I am no admirer of Cat the Stevens, as he was popular when I was growing up in rural India with Tamil and Hindi songs. But when I came to Singapore I saw my brother's file cover with Cat Stevens' photo with his guitar on one flap and the other flap with George Best the footballer. I didn't see the significance of keeping any such picture, let alone of any star. I did not associate myself with any group. But I had the pleasure of meeting Shaykh Yusuf in person when I was pursuing my doctoral program at the University of Edinburgh (probably in 1993). I met him in connection with getting financial help from Muslim Aid to cover my living expenses there. While acknowledging the importance of my field of research he declined to provide any assistance. He misread my name for Hikmat Yar (The Afghan Warlord).
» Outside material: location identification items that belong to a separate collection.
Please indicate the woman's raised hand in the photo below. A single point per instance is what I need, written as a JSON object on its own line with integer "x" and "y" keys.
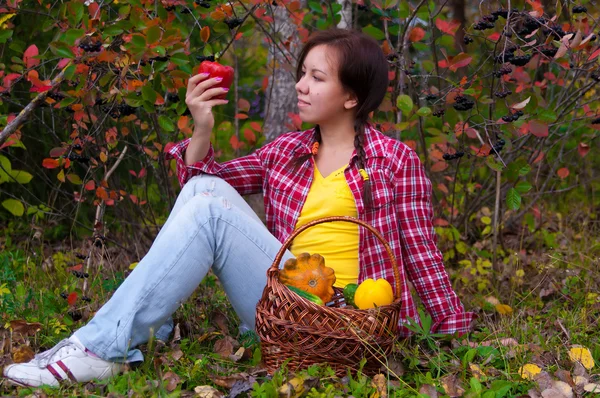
{"x": 200, "y": 99}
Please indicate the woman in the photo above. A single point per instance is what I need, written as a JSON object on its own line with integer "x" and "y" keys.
{"x": 342, "y": 166}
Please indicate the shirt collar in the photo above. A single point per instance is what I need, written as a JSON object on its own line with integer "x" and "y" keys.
{"x": 372, "y": 138}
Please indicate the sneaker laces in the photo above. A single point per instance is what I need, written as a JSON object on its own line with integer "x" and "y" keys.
{"x": 43, "y": 359}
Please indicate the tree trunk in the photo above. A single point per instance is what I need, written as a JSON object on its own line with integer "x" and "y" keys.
{"x": 346, "y": 13}
{"x": 281, "y": 92}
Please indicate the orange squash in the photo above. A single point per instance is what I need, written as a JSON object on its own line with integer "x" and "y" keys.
{"x": 309, "y": 273}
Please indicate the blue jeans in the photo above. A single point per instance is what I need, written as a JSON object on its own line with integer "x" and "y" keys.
{"x": 211, "y": 225}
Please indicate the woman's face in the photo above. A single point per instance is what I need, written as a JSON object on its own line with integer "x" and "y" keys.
{"x": 321, "y": 96}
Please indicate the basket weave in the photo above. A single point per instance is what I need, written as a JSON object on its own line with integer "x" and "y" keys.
{"x": 295, "y": 329}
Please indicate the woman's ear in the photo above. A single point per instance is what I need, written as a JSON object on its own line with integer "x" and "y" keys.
{"x": 351, "y": 102}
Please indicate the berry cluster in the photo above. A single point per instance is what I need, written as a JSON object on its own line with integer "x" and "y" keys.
{"x": 498, "y": 146}
{"x": 504, "y": 70}
{"x": 452, "y": 156}
{"x": 486, "y": 22}
{"x": 80, "y": 275}
{"x": 77, "y": 158}
{"x": 172, "y": 97}
{"x": 91, "y": 47}
{"x": 439, "y": 112}
{"x": 503, "y": 94}
{"x": 520, "y": 60}
{"x": 55, "y": 96}
{"x": 233, "y": 23}
{"x": 513, "y": 116}
{"x": 120, "y": 110}
{"x": 549, "y": 51}
{"x": 463, "y": 103}
{"x": 160, "y": 59}
{"x": 203, "y": 58}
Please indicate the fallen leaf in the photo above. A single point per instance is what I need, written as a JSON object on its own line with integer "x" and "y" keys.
{"x": 207, "y": 392}
{"x": 565, "y": 389}
{"x": 429, "y": 390}
{"x": 592, "y": 387}
{"x": 172, "y": 379}
{"x": 580, "y": 380}
{"x": 452, "y": 386}
{"x": 529, "y": 371}
{"x": 552, "y": 393}
{"x": 582, "y": 355}
{"x": 224, "y": 347}
{"x": 23, "y": 354}
{"x": 380, "y": 383}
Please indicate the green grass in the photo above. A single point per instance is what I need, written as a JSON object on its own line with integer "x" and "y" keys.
{"x": 553, "y": 296}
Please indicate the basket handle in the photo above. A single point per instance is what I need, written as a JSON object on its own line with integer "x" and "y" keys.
{"x": 275, "y": 266}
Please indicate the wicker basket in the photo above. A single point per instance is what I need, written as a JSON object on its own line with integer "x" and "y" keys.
{"x": 295, "y": 329}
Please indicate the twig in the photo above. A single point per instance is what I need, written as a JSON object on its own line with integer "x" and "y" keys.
{"x": 98, "y": 219}
{"x": 24, "y": 114}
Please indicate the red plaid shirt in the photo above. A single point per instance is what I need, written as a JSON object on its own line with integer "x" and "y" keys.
{"x": 401, "y": 211}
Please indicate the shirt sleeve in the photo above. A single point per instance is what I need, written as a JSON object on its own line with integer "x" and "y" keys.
{"x": 423, "y": 260}
{"x": 245, "y": 174}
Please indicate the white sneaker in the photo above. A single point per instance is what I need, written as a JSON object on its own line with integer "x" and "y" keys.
{"x": 67, "y": 361}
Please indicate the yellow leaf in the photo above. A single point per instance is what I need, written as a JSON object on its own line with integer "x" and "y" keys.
{"x": 529, "y": 371}
{"x": 503, "y": 309}
{"x": 582, "y": 355}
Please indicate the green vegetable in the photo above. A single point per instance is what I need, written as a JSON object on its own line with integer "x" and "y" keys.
{"x": 306, "y": 295}
{"x": 349, "y": 291}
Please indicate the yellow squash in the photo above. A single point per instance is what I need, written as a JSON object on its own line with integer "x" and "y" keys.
{"x": 371, "y": 294}
{"x": 310, "y": 274}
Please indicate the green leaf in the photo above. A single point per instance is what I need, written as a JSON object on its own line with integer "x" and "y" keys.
{"x": 22, "y": 177}
{"x": 523, "y": 186}
{"x": 166, "y": 123}
{"x": 14, "y": 206}
{"x": 513, "y": 199}
{"x": 374, "y": 32}
{"x": 148, "y": 93}
{"x": 112, "y": 30}
{"x": 404, "y": 103}
{"x": 73, "y": 34}
{"x": 5, "y": 35}
{"x": 424, "y": 111}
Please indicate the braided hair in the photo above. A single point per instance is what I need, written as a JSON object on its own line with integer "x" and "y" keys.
{"x": 363, "y": 71}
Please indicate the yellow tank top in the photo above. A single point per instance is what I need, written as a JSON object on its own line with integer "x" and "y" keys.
{"x": 337, "y": 242}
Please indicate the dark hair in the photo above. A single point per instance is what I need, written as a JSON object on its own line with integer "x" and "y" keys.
{"x": 362, "y": 71}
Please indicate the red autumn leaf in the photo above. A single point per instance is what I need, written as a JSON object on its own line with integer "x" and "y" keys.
{"x": 562, "y": 173}
{"x": 583, "y": 149}
{"x": 594, "y": 55}
{"x": 440, "y": 222}
{"x": 72, "y": 298}
{"x": 256, "y": 126}
{"x": 459, "y": 61}
{"x": 448, "y": 27}
{"x": 205, "y": 33}
{"x": 50, "y": 163}
{"x": 249, "y": 136}
{"x": 28, "y": 60}
{"x": 101, "y": 193}
{"x": 537, "y": 128}
{"x": 235, "y": 143}
{"x": 416, "y": 34}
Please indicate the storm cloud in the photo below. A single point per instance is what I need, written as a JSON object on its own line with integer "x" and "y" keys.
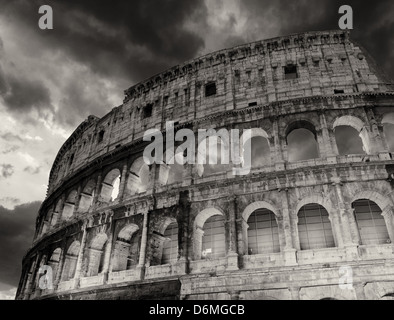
{"x": 16, "y": 236}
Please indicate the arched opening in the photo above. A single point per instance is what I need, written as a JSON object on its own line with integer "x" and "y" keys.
{"x": 127, "y": 248}
{"x": 69, "y": 205}
{"x": 175, "y": 170}
{"x": 56, "y": 212}
{"x": 351, "y": 135}
{"x": 216, "y": 155}
{"x": 213, "y": 240}
{"x": 70, "y": 262}
{"x": 314, "y": 227}
{"x": 260, "y": 152}
{"x": 87, "y": 196}
{"x": 95, "y": 257}
{"x": 110, "y": 186}
{"x": 263, "y": 234}
{"x": 54, "y": 260}
{"x": 138, "y": 180}
{"x": 348, "y": 141}
{"x": 301, "y": 140}
{"x": 370, "y": 222}
{"x": 172, "y": 172}
{"x": 388, "y": 129}
{"x": 170, "y": 246}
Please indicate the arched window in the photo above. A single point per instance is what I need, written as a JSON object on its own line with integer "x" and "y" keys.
{"x": 351, "y": 135}
{"x": 95, "y": 258}
{"x": 127, "y": 248}
{"x": 70, "y": 262}
{"x": 54, "y": 261}
{"x": 263, "y": 232}
{"x": 260, "y": 151}
{"x": 68, "y": 209}
{"x": 170, "y": 247}
{"x": 314, "y": 227}
{"x": 138, "y": 181}
{"x": 213, "y": 240}
{"x": 388, "y": 129}
{"x": 348, "y": 141}
{"x": 216, "y": 153}
{"x": 110, "y": 186}
{"x": 302, "y": 141}
{"x": 87, "y": 196}
{"x": 370, "y": 222}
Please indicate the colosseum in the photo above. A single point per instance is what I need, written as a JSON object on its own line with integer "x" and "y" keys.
{"x": 312, "y": 220}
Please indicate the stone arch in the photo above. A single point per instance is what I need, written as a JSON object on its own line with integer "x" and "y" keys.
{"x": 87, "y": 195}
{"x": 314, "y": 198}
{"x": 110, "y": 186}
{"x": 95, "y": 255}
{"x": 310, "y": 145}
{"x": 56, "y": 212}
{"x": 221, "y": 144}
{"x": 126, "y": 248}
{"x": 198, "y": 229}
{"x": 315, "y": 234}
{"x": 70, "y": 262}
{"x": 385, "y": 205}
{"x": 357, "y": 124}
{"x": 170, "y": 233}
{"x": 54, "y": 261}
{"x": 69, "y": 205}
{"x": 388, "y": 129}
{"x": 139, "y": 177}
{"x": 259, "y": 205}
{"x": 252, "y": 208}
{"x": 160, "y": 241}
{"x": 255, "y": 153}
{"x": 171, "y": 173}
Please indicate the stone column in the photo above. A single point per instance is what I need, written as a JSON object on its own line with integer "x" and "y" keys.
{"x": 328, "y": 150}
{"x": 279, "y": 158}
{"x": 78, "y": 199}
{"x": 31, "y": 278}
{"x": 78, "y": 268}
{"x": 289, "y": 250}
{"x": 108, "y": 250}
{"x": 144, "y": 244}
{"x": 97, "y": 192}
{"x": 197, "y": 243}
{"x": 344, "y": 217}
{"x": 123, "y": 181}
{"x": 61, "y": 264}
{"x": 232, "y": 256}
{"x": 388, "y": 218}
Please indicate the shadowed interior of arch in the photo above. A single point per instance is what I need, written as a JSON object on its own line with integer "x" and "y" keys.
{"x": 214, "y": 147}
{"x": 388, "y": 129}
{"x": 302, "y": 145}
{"x": 263, "y": 234}
{"x": 260, "y": 151}
{"x": 348, "y": 141}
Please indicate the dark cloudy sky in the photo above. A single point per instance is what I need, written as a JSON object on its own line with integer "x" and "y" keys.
{"x": 51, "y": 80}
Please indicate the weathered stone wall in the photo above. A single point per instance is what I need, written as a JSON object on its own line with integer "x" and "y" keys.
{"x": 113, "y": 248}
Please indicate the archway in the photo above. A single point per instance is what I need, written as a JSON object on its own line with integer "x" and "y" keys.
{"x": 301, "y": 140}
{"x": 314, "y": 227}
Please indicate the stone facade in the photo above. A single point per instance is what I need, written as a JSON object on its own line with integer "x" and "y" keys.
{"x": 105, "y": 247}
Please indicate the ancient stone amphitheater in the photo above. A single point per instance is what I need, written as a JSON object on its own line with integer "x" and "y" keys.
{"x": 312, "y": 220}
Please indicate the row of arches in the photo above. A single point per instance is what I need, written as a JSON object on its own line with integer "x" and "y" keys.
{"x": 262, "y": 231}
{"x": 351, "y": 137}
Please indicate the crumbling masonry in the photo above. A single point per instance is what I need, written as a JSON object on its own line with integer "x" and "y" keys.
{"x": 112, "y": 227}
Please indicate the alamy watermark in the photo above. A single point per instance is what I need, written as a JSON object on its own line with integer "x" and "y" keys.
{"x": 233, "y": 147}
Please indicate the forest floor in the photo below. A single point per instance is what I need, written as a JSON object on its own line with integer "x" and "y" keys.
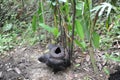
{"x": 22, "y": 64}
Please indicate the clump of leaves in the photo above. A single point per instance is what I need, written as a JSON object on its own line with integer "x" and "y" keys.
{"x": 5, "y": 43}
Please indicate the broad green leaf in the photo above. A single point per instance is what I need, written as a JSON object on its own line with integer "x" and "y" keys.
{"x": 40, "y": 12}
{"x": 55, "y": 32}
{"x": 106, "y": 70}
{"x": 46, "y": 27}
{"x": 81, "y": 44}
{"x": 34, "y": 22}
{"x": 109, "y": 10}
{"x": 79, "y": 29}
{"x": 7, "y": 27}
{"x": 102, "y": 10}
{"x": 95, "y": 38}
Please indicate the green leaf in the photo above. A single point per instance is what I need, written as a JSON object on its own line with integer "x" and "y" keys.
{"x": 40, "y": 12}
{"x": 46, "y": 27}
{"x": 34, "y": 22}
{"x": 81, "y": 44}
{"x": 7, "y": 27}
{"x": 95, "y": 38}
{"x": 102, "y": 10}
{"x": 106, "y": 71}
{"x": 55, "y": 32}
{"x": 79, "y": 29}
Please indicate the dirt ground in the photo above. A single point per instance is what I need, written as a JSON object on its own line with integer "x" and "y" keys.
{"x": 22, "y": 64}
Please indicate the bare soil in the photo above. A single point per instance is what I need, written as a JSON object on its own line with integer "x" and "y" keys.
{"x": 22, "y": 64}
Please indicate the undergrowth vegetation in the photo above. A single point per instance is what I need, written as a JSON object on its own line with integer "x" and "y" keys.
{"x": 82, "y": 23}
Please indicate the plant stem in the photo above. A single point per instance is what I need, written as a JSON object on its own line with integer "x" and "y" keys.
{"x": 73, "y": 24}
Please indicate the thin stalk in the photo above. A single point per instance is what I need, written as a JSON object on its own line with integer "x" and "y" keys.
{"x": 73, "y": 24}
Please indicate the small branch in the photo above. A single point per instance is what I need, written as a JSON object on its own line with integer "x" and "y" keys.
{"x": 73, "y": 24}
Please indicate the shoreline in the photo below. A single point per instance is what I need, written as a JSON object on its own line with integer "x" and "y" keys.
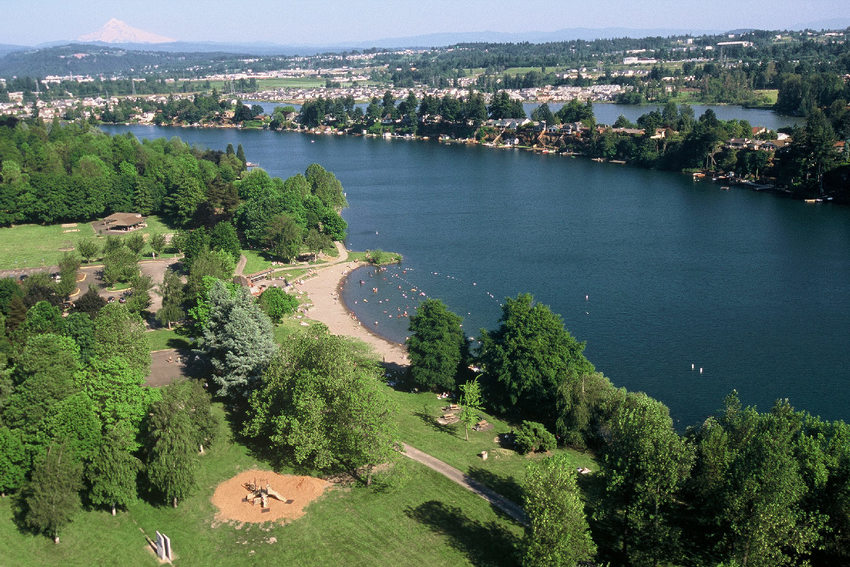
{"x": 324, "y": 290}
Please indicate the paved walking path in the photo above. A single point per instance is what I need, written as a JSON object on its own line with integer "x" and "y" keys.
{"x": 510, "y": 508}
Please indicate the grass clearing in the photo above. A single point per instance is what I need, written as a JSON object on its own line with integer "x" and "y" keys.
{"x": 36, "y": 246}
{"x": 504, "y": 469}
{"x": 257, "y": 261}
{"x": 162, "y": 339}
{"x": 419, "y": 518}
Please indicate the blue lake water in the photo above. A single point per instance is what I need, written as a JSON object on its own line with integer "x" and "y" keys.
{"x": 607, "y": 113}
{"x": 654, "y": 271}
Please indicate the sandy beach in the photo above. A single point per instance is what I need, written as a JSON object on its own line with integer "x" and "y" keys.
{"x": 323, "y": 289}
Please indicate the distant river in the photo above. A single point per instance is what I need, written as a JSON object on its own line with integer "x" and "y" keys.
{"x": 654, "y": 271}
{"x": 607, "y": 113}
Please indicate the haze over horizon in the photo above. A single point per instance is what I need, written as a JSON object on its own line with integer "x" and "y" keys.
{"x": 329, "y": 22}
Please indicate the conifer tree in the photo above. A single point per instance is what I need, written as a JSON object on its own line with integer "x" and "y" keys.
{"x": 52, "y": 496}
Yusuf Islam (centre) at a political and religious conference in Khartoum on December 2, 1993

What interests me now is his new mission to reach out to the otherwise frustrated Muslim youths who are deliberately mislead by destructive forces and the increasingly apprehensive Western audience who have grown disillusioned with the peace message of Islam which Shaykh Yusuf is trying to communicate through striking a delicate note through his guitar. Unfortunately, in many of the Muslim institutions of learning his approach to reach out to people through music will not go down that well because of the increased presence of salafi ideology that strictly prohibits music. These salafis have robbed Islam of its inner voice that was so eloquently expressed in words couched in music and rhymes.

I have been advocating for the inclusion of Islamic Fine Arts in Islamic institutions of Higher Learning, perhaps as part of Muslim Cultural Studies, but so far it has fallen on deaf ears, as there is a general lack of initiative on the part of decision makers to take the bold first step. I am sure given the immense opportunities and many hidden benefits such an inclusion may offer to Institutions, it is timely for these institutions to start expanding the coverage of Islamic Studies to [a] religious studies, [b] cultural studies, and [c] area studies, with students taking some core and elective subjects from these categories according to their specialization. These could be offered as part of interdisciplinary studies as well.

Inclusion of music as part of interdisciplinary studies will be very useful, since many of the otherwise disenchanted youths will find legitimate way to channel their untapped energy and thereby keeping them away from radicalization. The path taken by Yusuf Islam to reenter the music scene must be commended as he seems to have found a lofty purpose behind his mission driven by his passion. I wish him success in his Da'wah bi 'l-Ghina' [Da'wah through Music].